This tool will parse a PDF document to distinguish the central components utilized as a part of analyzed file. It won’t render a PDF archive.
- Load/parse objects and headers
- Extract meta data (author, description, …)
- Extract text from ordered pages
- Support of compressed pdf
- Support of MAC OS Roman charset encoding
- Handling of hexa and octal encoding in text sections
- PSR-0 compliant (autoloader)
- PSR-1 compliant (code styling)
Analyzing a Malicious PDF File
We have created the PDF file with an EXE file embedded with it.
Step 1: To launch the PDF parser type pdf-parser
[email protected]:~# pdf-parser -h List all the options with PDFParser
Step2: To get the stats of the PDF Document.
Step3: Passing stream data through Filters FlateDecode,ASCIIHexDecode, ASCII85Decode, LZWDecode and RunLengthDecode.
Step4: To get the Hashes of the PDF file.
Step5: Case sensitive search in streams
The stats option show insights of the items found in the PDF report.
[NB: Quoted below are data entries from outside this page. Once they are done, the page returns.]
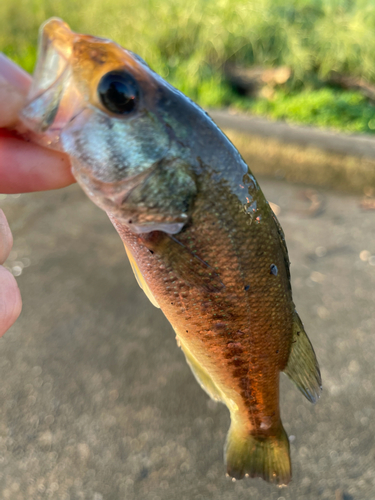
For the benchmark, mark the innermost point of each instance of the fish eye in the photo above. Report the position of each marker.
(118, 92)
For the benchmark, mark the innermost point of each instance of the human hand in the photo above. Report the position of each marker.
(24, 167)
(10, 297)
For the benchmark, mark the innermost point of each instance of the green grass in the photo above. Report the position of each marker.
(188, 43)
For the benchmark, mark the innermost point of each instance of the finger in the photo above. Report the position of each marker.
(6, 238)
(26, 167)
(10, 300)
(14, 86)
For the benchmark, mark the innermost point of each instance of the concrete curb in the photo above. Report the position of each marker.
(348, 144)
(301, 154)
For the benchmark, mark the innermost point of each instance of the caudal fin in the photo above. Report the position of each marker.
(258, 456)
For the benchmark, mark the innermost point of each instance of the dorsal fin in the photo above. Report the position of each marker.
(140, 279)
(302, 367)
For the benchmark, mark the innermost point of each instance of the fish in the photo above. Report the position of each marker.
(203, 242)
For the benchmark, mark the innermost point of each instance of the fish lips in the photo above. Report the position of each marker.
(53, 99)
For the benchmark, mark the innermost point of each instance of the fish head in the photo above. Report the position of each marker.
(104, 107)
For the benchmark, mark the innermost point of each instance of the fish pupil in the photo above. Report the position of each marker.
(118, 92)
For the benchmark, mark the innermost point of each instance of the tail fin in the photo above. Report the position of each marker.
(258, 456)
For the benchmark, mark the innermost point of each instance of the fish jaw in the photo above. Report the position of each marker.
(52, 99)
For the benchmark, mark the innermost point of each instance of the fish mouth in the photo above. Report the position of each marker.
(53, 98)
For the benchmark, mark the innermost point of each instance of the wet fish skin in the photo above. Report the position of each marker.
(202, 239)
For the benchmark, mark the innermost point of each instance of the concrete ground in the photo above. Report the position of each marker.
(97, 402)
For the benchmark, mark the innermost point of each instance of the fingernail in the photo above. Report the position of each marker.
(6, 239)
(14, 74)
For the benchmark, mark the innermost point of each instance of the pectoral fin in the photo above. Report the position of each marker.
(302, 367)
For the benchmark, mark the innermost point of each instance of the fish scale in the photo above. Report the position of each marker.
(202, 240)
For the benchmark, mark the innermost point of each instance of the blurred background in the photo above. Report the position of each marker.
(306, 61)
(96, 399)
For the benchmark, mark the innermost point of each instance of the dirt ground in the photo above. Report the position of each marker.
(96, 399)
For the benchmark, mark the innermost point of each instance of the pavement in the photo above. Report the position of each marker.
(309, 155)
(96, 399)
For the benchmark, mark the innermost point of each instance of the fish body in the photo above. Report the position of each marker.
(203, 241)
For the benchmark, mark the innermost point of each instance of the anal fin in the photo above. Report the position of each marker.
(303, 367)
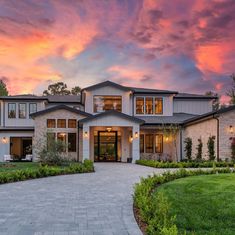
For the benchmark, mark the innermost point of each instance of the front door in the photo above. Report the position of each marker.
(107, 146)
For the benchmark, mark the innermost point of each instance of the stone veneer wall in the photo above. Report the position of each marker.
(41, 131)
(201, 130)
(226, 120)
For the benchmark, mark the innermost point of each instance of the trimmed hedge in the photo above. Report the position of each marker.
(45, 171)
(155, 212)
(189, 164)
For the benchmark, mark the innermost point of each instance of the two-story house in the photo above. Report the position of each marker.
(111, 122)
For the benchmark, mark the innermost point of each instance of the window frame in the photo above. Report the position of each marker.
(58, 120)
(161, 143)
(153, 107)
(30, 110)
(9, 109)
(49, 119)
(75, 120)
(25, 116)
(73, 150)
(117, 96)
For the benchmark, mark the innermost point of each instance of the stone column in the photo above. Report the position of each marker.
(135, 143)
(86, 142)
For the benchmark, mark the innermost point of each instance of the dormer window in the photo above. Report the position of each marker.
(149, 105)
(105, 103)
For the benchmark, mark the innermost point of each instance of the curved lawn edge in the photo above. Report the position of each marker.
(144, 206)
(45, 171)
(189, 164)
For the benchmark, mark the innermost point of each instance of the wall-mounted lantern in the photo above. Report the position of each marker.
(5, 140)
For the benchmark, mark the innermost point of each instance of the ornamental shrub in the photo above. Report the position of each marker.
(188, 148)
(211, 148)
(199, 150)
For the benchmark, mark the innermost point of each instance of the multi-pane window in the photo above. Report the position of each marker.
(32, 108)
(141, 143)
(11, 110)
(72, 140)
(50, 139)
(149, 143)
(158, 106)
(148, 105)
(72, 123)
(50, 123)
(105, 103)
(139, 105)
(22, 110)
(158, 143)
(61, 123)
(62, 137)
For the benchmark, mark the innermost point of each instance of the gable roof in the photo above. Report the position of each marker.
(115, 113)
(106, 83)
(210, 114)
(58, 107)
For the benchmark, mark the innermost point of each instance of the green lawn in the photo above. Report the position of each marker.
(203, 204)
(13, 166)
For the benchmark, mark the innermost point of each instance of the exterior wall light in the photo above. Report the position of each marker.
(4, 140)
(231, 129)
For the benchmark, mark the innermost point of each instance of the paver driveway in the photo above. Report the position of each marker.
(93, 203)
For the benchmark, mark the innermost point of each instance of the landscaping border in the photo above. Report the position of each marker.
(152, 215)
(45, 171)
(188, 164)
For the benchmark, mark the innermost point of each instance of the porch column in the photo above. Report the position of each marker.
(86, 142)
(135, 143)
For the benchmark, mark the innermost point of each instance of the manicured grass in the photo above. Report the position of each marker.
(13, 166)
(202, 204)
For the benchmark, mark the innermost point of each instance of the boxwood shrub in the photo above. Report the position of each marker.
(154, 212)
(186, 164)
(45, 171)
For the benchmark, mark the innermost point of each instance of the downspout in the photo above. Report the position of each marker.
(217, 119)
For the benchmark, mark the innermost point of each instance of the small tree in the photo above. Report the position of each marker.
(3, 88)
(233, 149)
(211, 147)
(188, 148)
(199, 150)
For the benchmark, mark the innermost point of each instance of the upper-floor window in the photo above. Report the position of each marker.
(22, 110)
(72, 123)
(61, 123)
(32, 108)
(50, 123)
(11, 110)
(105, 103)
(148, 105)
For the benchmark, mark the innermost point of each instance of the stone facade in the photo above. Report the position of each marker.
(225, 121)
(41, 131)
(203, 130)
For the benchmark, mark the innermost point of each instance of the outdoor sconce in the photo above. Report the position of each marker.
(4, 140)
(109, 129)
(131, 138)
(231, 129)
(85, 134)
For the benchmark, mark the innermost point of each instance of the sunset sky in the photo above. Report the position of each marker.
(184, 45)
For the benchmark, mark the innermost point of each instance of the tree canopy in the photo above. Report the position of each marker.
(60, 88)
(3, 89)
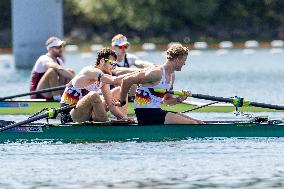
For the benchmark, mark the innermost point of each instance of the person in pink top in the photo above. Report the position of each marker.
(49, 71)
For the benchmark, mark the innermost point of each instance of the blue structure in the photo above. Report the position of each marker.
(33, 22)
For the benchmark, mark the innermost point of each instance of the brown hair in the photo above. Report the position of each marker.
(51, 39)
(176, 51)
(105, 53)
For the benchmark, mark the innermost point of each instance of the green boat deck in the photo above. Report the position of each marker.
(29, 108)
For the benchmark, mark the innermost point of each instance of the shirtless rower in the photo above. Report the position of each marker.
(147, 103)
(83, 90)
(49, 71)
(125, 60)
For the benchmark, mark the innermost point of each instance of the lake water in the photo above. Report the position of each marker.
(192, 163)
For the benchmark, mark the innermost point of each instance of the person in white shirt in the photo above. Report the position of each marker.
(49, 71)
(125, 60)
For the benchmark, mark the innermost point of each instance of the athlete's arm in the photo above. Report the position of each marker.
(60, 69)
(145, 77)
(142, 64)
(108, 99)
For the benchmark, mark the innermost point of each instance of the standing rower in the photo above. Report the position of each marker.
(49, 71)
(84, 91)
(147, 102)
(125, 60)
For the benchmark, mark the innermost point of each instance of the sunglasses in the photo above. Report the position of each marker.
(122, 46)
(58, 47)
(111, 62)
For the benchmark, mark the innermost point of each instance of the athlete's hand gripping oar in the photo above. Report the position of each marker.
(236, 101)
(62, 87)
(51, 113)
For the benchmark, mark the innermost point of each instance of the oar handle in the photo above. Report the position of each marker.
(34, 92)
(51, 113)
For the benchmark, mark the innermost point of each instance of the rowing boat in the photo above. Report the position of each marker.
(124, 131)
(27, 107)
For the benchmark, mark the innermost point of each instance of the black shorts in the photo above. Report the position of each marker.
(65, 115)
(148, 116)
(40, 96)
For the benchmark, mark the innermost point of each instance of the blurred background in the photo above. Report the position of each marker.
(162, 21)
(236, 46)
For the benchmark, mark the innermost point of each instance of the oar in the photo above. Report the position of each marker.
(236, 101)
(34, 92)
(51, 113)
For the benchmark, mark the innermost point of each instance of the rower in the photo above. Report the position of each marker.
(127, 62)
(147, 102)
(49, 71)
(84, 91)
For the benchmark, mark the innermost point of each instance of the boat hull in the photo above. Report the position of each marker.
(31, 107)
(103, 133)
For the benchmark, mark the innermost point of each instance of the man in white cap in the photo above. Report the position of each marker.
(49, 71)
(125, 60)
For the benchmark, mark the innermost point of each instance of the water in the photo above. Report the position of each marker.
(192, 163)
(258, 77)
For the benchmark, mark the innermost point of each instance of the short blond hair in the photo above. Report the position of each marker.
(51, 39)
(176, 51)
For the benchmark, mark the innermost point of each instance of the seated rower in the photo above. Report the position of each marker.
(147, 102)
(49, 71)
(83, 90)
(126, 62)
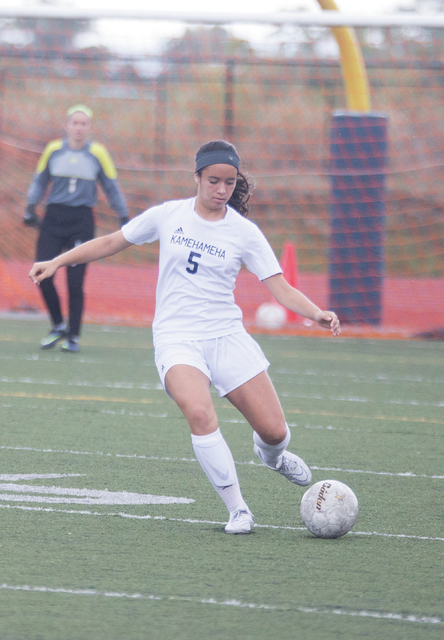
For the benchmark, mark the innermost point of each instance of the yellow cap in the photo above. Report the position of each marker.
(80, 107)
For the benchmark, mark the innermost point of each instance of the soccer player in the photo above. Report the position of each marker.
(199, 338)
(73, 166)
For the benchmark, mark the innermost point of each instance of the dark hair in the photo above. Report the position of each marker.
(244, 185)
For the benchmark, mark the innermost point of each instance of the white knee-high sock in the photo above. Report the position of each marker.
(271, 454)
(216, 460)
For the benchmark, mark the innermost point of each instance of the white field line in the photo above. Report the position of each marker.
(406, 474)
(158, 386)
(377, 615)
(211, 522)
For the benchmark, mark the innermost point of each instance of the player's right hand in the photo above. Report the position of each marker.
(31, 219)
(42, 270)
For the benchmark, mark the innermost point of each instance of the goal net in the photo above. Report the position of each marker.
(161, 88)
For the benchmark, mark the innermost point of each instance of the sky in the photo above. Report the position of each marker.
(134, 37)
(228, 6)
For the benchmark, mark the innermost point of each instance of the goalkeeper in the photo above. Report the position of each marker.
(72, 166)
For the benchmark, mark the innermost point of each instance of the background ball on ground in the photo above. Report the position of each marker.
(329, 509)
(271, 315)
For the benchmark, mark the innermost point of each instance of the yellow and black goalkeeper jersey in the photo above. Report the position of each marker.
(74, 174)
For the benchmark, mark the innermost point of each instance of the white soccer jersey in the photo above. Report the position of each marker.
(198, 265)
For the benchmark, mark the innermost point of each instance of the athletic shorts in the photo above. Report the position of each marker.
(228, 362)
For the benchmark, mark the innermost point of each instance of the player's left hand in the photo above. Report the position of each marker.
(329, 320)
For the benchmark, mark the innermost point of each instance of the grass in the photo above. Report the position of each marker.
(367, 413)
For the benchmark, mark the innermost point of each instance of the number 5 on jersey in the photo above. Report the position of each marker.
(195, 265)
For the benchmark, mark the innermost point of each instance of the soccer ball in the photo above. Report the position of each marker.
(329, 509)
(271, 315)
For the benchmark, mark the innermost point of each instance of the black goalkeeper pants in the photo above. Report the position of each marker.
(63, 228)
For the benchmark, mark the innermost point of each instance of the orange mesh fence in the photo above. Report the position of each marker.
(275, 102)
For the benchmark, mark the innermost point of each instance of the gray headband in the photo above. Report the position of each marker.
(220, 156)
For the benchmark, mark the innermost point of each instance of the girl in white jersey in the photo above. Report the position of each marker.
(198, 334)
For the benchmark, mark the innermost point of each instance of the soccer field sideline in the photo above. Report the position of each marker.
(101, 422)
(231, 603)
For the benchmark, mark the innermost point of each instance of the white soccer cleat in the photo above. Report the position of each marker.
(241, 521)
(291, 467)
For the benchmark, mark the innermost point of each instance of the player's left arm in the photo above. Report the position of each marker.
(293, 300)
(108, 179)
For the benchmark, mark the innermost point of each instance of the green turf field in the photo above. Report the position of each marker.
(90, 439)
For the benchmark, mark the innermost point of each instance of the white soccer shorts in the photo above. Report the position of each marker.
(228, 362)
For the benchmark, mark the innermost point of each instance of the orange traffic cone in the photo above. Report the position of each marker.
(289, 265)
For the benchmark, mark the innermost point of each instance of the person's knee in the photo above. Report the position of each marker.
(202, 420)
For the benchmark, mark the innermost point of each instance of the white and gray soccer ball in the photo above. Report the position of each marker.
(329, 509)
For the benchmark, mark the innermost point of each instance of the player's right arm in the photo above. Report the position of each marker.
(93, 250)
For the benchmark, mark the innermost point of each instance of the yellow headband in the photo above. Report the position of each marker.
(80, 107)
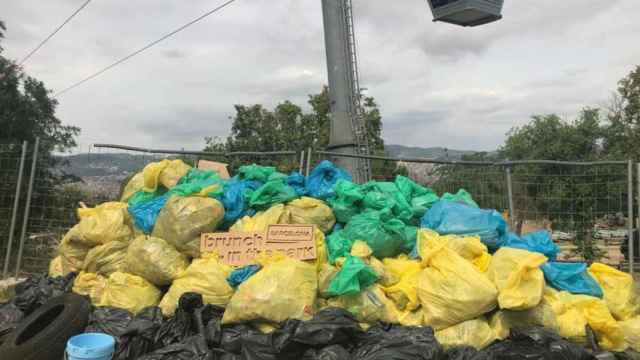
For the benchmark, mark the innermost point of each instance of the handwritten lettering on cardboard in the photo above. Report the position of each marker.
(239, 249)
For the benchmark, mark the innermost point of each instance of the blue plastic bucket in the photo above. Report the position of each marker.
(90, 346)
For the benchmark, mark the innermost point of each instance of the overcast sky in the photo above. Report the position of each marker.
(437, 84)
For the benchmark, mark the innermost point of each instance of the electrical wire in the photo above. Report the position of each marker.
(54, 32)
(120, 61)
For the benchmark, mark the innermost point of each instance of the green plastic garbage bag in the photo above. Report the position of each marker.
(354, 276)
(386, 195)
(347, 201)
(384, 234)
(272, 193)
(462, 196)
(337, 245)
(201, 182)
(419, 197)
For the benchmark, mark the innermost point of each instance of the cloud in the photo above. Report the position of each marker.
(437, 84)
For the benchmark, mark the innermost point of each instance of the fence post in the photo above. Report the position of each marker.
(630, 216)
(14, 211)
(308, 161)
(510, 195)
(301, 162)
(25, 220)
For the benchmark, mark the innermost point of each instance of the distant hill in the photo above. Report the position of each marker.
(436, 153)
(120, 165)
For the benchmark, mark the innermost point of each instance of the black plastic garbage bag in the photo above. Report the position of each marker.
(533, 344)
(210, 316)
(182, 325)
(399, 343)
(139, 336)
(461, 353)
(328, 327)
(37, 290)
(333, 352)
(192, 348)
(109, 320)
(10, 317)
(233, 335)
(278, 345)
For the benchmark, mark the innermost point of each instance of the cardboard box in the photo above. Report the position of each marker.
(239, 249)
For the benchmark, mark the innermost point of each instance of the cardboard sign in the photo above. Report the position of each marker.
(239, 249)
(220, 168)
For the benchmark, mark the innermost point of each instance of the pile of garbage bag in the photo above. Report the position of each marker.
(401, 272)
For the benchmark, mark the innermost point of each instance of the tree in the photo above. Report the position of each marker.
(288, 127)
(623, 131)
(570, 196)
(27, 111)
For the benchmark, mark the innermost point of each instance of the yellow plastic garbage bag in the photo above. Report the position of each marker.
(326, 273)
(279, 214)
(469, 247)
(129, 292)
(631, 330)
(155, 260)
(183, 219)
(404, 292)
(104, 223)
(72, 251)
(135, 184)
(106, 259)
(91, 285)
(574, 312)
(206, 276)
(542, 315)
(261, 221)
(619, 289)
(451, 290)
(475, 333)
(165, 172)
(392, 314)
(55, 267)
(283, 289)
(517, 275)
(308, 210)
(366, 307)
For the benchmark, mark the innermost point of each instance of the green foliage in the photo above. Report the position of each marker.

Utilize this to recognize PDF archives with unusual/unexpected objects, or to characterize PDF records.
The search option scans for a string in indirect objects (not inside the surge of Indirect objects). The inquiry is not case-sensitive and is defenseless to obfuscation methods.
Filter option applies the filter(s) to the stream, whereas raw option makes pdf-parser output raw data.